Because of the greater risk involved, Alcor requires additional conditions to be met before accepting such a case. These conditions are rarely met. These include some past interest in cryonics on the part of the person for whom cryopreservation is sought; lack of opposition by close relatives; finances in place without undue hardship; no long ischemic time; and informed consent of persons making the arrangement. This case was one of the rare ones to proceed, in large part due to the determined efforts of A-2628’s granddaughter supported by the family accountant.

Over the weekend of July 21-22 Aaron and Max pushed hard to get more information on his medical condition, to get all necessary Third-Party sign-up documents signed, and to secure payment – all conditions necessary before we could go into action. The grandfather’s health declined rapidly, while we ran into administrative delays common at the weekend. Although his clinical death occurred on July 23rd, a day prior to completing the sign-up process, arrangements were made to have his body heparinized and cooled at a local mortuary until his membership status could be approved.

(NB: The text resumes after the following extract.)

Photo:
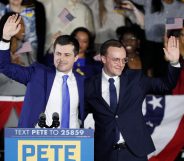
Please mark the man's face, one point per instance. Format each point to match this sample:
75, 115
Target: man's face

Once the necessary arrangements had been completed, Aaron flew to Las Vegas and arrived approximately 22 hours after clinical death to complete the medication administration, create a more aggressive cooling environment and package the body for flight. An air ambulance was paid for by the family to minimize the travel time and the patient arrived at Alcor for washout and cryoprotection within the next six hours. Several Alcor staff stayed through the night of July 24/25 until A-2628 had been perfused as well as possible given his condition, and dropped below the freezing point.